ONEGLIA, Malena (2023). Feministas y políticas
públicas. Trabajar en Educación Sexual Integral en la provincia de Santa Fe. 1a
ed. - Mar del Plata: EUDEM.
En Argentina, la ley 26.150 de
Educación Sexual Integral (ESI) fue sancionada el 4 de octubre de 2006 y
promulgada el 23 de octubre de aquel año. Para que esta ley fuera posible,
transcurrieron años de militancia de los movimientos feministas, de mujeres y
de disidencias del país, los que le imprimieron su potencial transformador
promoviendo a través de ella nociones críticas y desestabilizadoras del sistema
patriarcal, dando lugar a nuevas formas de educar en relación al ejercicio de
la ciudadanía sexual desde una perspectiva de género y de Derechos
Humanos.
En línea con las improntas de
tales movimientos sociales que la impulsaron -y continúan haciéndolo hasta la
actualidad-, en los cimientos de la ESI se reconoce el carácter político que la
funda, ley caracterizada por la autora de este libro como una política en
sexualidad y una política planteada desde una perspectiva de género. Como bien
señala, al tratarse de una política pública con perspectiva de género se puede
identificar su carácter transformador, dado que parte del reconocimiento de la
existencia de relaciones de género desiguales que atraviesan la realidad social
en su totalidad, las que favorecen a los varones cis-heterosexuales por sobre
las mujeres cis y las disidencias sexo-genéricas. En este sentido, Malena
Oneglia nos propone entender la ESI como el salto de la educación en normalidad
a la educación en disidencia, ya que, concibe que esta ley plantea la
politización de la vida cotidiana a través del examen de los saberes
tradicionales que impregnan las prácticas áulicas. Remarca que esto es posible
mediante un proceso de democratización de la sexualidad en el ámbito escolar,
espacio entendido en esta investigación como un instrumento de producción y de
reproducción del imaginario social genérico hegemónico, el que en el devenir
histórico se configuró en términos patriarcales y heteronormativos.
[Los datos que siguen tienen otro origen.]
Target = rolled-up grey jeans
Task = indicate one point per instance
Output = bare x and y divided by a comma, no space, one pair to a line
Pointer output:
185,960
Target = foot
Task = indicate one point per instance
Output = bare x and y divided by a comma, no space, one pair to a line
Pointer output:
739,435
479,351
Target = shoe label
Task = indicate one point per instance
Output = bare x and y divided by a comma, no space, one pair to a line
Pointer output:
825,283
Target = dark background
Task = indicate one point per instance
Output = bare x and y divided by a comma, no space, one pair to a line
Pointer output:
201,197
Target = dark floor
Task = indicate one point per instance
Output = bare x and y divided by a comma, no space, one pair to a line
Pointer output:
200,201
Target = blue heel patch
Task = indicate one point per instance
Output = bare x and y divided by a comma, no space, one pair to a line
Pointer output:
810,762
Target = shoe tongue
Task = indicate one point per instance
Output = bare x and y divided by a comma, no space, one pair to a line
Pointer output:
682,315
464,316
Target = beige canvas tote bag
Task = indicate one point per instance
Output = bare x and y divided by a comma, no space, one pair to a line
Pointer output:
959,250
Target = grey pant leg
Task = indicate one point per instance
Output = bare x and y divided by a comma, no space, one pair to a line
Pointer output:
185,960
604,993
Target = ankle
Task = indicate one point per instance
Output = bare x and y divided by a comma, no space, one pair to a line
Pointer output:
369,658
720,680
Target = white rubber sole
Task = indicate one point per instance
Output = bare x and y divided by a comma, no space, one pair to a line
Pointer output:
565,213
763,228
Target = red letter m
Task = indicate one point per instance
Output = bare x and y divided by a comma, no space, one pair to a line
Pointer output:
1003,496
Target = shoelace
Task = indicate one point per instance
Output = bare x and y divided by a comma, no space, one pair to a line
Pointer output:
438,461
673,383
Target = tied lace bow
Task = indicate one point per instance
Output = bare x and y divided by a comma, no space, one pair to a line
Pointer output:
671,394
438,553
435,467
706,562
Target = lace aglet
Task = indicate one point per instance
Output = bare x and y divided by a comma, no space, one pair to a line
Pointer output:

Al respecto, señala que a partir
de esta herramienta se abren nuevos horizontes en relación tanto a los cruces
entre género-sexo-deseo-corporalidad-eroticidad, así
como respecto de múltiples configuraciones familiares. Para que las prácticas
pedagógico-políticas propuestas por la ESI contribuyan en procesos de formación
de agentes que problematicen la matriz heteronormativa, la antropóloga nos
recuerda a lo largo del libro el rol clave que desempeña el conjunto de
múltiples agentes que se involucran en la materialización de esta política
pública; cuya puesta en práctica desafía estructuralmente a las instituciones
educativas.
En este marco, Malena Oneglia nos
invita a reflexionar acerca de las dinámicas vinculadas a la normativa
-nacional como local- sobre la Educación Sexual Integral que impulsan agentes
del Estado que politizan identidades feministas y sobre las modalidades locales
por medio de las que materializan esta política pública, las que llevan
adelante poniendo en juego una doble adscripción: feministas y trabajadoras del
Estado. Así también, en su recorrido propone abordar las formas en las que las
“feministas agentes estatales” estructuran los procesos de exigibilidad al
Estado en relación al cumplimiento de la instrumentación de esta política
pública, así como el proceso por el que se traman alianzas dentro de sus
propios espacios de trabajo como con otros actores que forman parte del mundo
social en el que se desenvuelven.
A lo largo del libro, la autora
nos sumerge en el mundo de feministas agentes estatales involucradas en la
ejecución/implementación/apropiación de la ESI en la provincia de Santa Fe,
atendiendo a sus acciones, sus estrategias y los diálogos sostenidos entre
ellas, así como con el Estado y con otros actores, tales como: los movimientos
de mujeres, feministas y colectivos sociosexuales o las asociaciones gremiales.
Plantea que tanto las vinculaciones como las negociaciones que traman
estas agentes en torno a los procesos que indaga se dan en el marco de un campo
heterogéneo que describe como fuertemente atravesado por disputas y
tensiones.
En el capítulo I “Sexualidad como
buena palabra”, entendiendo a las instituciones educativas como espacios de
construcción de subjetividades sexuadas, la autora desarrolla un recorrido
histórico y crítico sobre el proceso de construcción de la ESI en tanto
política pública en sexualidad dirigida a la comunidad educativa en su
conjunto.
En relación a esta sección,
destaca que el potencial transformador de la ESI se relaciona con el
reconocimiento de la dimensión política de la sexualidad, lo que sostiene que
ofrece herramientas para disputar sentidos por fuera de las dicotomías cuerpo/mente,
público/privado, biología-naturaleza/cultura, y a la vez funciona como una
tecnología del género mediante la que se construye el género. En esta línea, la
investigadora destaca la potencialidad de la ESI respecto del reconocimiento de
la multidimensionalidad de la ciudadanía y de la dimensión política de la
sexualidad, aspectos que aportan al proceso de ampliación de la ciudadanía
sexual. Para la autora, se trata de una política pública que evidencia la
urgente necesidad de reconocer, repensar y visibilizar las relaciones de poder
que se entablan en torno al género y la sexualidad a través de su
institucionalización en tanto enseñanza obligatoria y de la definición del
Estado como garante del cumplimiento del derecho a tener derechos.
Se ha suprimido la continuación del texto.